The Martin’s Memories series has been reproduced with the very kind permission of Tony Martin from his posts on the Old Blaydon and Old Winlaton Facebook group.
OLD Blaydon and OLD Winlaton | MARTIN’S MEMORIES 27 | Facebook
We leave the villages of Blaydon and WInlaton today and go on a walk which combines memories of my introduction to local history and geography and what I call “the whooping cough walk.”
Leaving the Avenues we make for the top end of March Terrace and take the Buggie Lonnen to High Blaydon. Initially, we walk through fields belonging to Loup Farm and then we reach the west end of Delacour Road where there are steps and beside them three buildings arranged in tiers down the slope. The first is Hertford House, built as a rehabilitation centre after WW1; next came the Scout Hut and finally the Comrades Victory Club, built originally by ex-servicemen after 1918. As we proceed down what was called Fountain Lane, there are a number of derelict and semi derelict buildings on our left and the large expense of waste ground called the Foundry on our right. This was originally part of Blaydon Ironworks. As we reach the main road, we see the Black Bull pub on the opposite side and a little to the right is Humble’s garage. A road goes down the side of the pub and crosses the main railway line to a quay which was used as the starting point for trips down the river.

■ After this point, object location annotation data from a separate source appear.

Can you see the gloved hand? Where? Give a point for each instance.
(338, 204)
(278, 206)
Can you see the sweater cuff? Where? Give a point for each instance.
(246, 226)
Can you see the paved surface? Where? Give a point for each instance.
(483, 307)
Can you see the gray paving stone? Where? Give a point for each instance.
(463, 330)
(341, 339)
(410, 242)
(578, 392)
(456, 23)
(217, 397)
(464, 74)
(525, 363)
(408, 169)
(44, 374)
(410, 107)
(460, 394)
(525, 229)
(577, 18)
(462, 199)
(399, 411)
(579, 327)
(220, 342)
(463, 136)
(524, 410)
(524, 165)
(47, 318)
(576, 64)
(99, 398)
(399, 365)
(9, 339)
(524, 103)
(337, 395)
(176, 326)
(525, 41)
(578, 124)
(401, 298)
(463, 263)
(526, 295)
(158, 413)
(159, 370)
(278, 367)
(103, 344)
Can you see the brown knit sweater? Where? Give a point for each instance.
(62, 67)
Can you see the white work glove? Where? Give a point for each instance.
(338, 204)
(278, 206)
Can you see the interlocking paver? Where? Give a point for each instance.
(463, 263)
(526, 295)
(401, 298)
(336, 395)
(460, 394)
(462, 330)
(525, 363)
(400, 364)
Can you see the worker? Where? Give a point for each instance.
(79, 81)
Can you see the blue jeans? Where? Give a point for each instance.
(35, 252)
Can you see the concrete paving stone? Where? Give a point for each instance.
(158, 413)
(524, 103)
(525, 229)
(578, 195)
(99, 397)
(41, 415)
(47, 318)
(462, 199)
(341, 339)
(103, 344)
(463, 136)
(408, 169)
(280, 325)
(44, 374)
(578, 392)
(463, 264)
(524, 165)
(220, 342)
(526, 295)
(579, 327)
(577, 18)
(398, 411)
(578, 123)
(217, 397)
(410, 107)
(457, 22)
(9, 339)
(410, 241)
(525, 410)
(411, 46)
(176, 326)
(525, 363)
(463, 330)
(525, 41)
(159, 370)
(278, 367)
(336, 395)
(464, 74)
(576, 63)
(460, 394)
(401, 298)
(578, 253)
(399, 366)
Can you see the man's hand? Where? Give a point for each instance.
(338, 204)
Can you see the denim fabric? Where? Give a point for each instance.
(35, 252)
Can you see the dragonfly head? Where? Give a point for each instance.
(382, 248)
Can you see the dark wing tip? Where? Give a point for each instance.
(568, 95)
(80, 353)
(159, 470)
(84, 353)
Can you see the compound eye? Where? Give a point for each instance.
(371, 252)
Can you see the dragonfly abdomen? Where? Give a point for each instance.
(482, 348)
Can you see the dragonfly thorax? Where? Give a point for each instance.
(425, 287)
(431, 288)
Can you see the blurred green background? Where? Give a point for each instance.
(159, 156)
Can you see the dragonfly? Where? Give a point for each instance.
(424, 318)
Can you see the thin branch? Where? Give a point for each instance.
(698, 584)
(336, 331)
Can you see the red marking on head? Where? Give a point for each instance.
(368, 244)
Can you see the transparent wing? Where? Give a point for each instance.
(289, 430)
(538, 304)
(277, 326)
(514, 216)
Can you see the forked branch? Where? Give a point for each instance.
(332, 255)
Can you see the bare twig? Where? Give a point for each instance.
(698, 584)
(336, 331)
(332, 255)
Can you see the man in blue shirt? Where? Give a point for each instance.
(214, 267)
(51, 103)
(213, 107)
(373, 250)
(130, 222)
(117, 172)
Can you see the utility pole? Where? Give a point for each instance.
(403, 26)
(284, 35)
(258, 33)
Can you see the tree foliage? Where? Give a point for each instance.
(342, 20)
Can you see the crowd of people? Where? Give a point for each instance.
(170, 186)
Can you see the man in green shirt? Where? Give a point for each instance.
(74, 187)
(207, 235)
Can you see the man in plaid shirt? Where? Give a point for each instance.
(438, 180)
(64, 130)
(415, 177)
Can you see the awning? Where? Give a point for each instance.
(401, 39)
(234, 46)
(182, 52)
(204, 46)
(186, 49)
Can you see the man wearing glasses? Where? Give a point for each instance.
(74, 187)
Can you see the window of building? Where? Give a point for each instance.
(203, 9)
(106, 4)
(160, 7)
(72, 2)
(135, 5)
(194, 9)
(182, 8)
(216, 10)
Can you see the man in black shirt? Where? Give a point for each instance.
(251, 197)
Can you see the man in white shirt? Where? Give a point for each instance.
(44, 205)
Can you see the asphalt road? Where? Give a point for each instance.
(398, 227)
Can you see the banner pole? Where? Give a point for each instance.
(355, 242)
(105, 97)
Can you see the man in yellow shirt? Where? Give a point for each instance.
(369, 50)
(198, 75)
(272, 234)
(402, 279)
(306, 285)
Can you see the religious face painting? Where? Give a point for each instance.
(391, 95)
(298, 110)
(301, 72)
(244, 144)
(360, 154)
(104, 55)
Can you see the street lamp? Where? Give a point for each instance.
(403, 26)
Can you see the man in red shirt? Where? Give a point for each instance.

This is High Blaydon, the original centre of the industrial village of Blaydon before the Spike and other areas were developed. At the bottom of Fountain Lane, we could turn sharp left up Horsecrofts where the Blaydon keelmen lived in times past, but we continue over the New Bridge, built in 1936 so that the main road to Hexham did not have to go down the hill from the Black Bull and across a narrow bridge over the Blaydon Burn and up another steep hill to Stella House. As we cross the bridge, we can look down on the huddle of buildings crammed into the valley of the Burn on the river side and onto the brickworks from the other side. This area was a hive of activity in my childhood. Across the bridge, we see Stella House, the home of Peter Craig, the greengrocer in my childhood, but an historic building originally built by the Silvertops of Dockindale, a leading Roman Catholic family who later became the owners of Minsteracres on the A68 just south of Riding Mill. It was also the home of T.Y.Hall, the mining engineer who invented the cage used to transport miners from the surface to the coal seams below.
Here, at the bottom of Summerhill, there was also a bay where lorries to collect coal in bulk. We walk a little way up Summerhill, cross the road and along a path skirting some allotments. By the side of this path was a fountain donated to the village by the Cowen family and which once stood near the Black Bull. A similar structure was later transferred to Shibdon Dene and became the Dene Well. Continuing we start the climb up to the summit of Summerhill and the folly on the top. Here there was once a statue of Garibaldi, the famous Italian nationalist leader, but I was told that it was broken and rolled down the hill during the Great War because Italy was on the wrong side. I can remember spending time by this structure and having explained what I was seeing – first by Uncle Stephen and later by teachers at Blaydon West School. It is often said that geographers and Old Testament prophets have one thing in common – they make for high places!! When I was first up here, there were no power stations and one could see Stella Hall surrounded by woods….there was a bridge across the road at the Stella Staithes pub which carried the waggonway bringing coal to the riverside for shipment. Looking east one could really appreciate the layout of the town and see how important the riverside and, especially the Spike. was as an industrial area.
On leaving Summerhill, my uncle would take me into the village of Pathhead, where his father had been born and where he had worked for a year on a farm, walking every day from the Spike. and then crossing the road, we would walk down the road, passing Hobbie’s Dam and crossing both the railway and Blaydon Burn as we made for Otto Vale byproduct works or the German Ovens as locals called them because they had been built by German engineers in the years just before the First World War. Dr. Morrison senior warmly recommended a trip to the tarworks for people suffering from whooping cough so when I contracted that childhood disease, Uncle Stephen took me around this trip every day and for his pains, also got the complaint when he was 70 years of age.
Otto Vale had to be experienced to be believed….the smell of tar and pitch was everywhere, the hissing as water was put on the coke to cool it, the smell from the neighbouring Benzole plant which made petrol from coal; the tar and oily water that seemed to be everywhere. No pollution control in those days. It was an amazing place, especially at night, when it lit up the night sky. Amid this array of coke and tar works was a small terrace which housed the most important personnel of Otto Vale. I wrote a short piece about this street a few years ago and it can be found by typing “On the Street Where They Lived II in the search box at the top of the OBOW page.
Leaving the German Ovens behind us, we cross a field which takes us to the bottom of Twizell Avenue. The thing that struck me about this street was that the gable of the bottom house was shored up by a wooden framework….I have often wondered if the structure was still in place or whether the gable end had collapsed. From here a track went along the bottom of an area of allotments between Twizell Avenue and Till and Lanercost Avenues and then using the back lane of one of these one emerged on the road that led to March Terrace and back to the Avenues.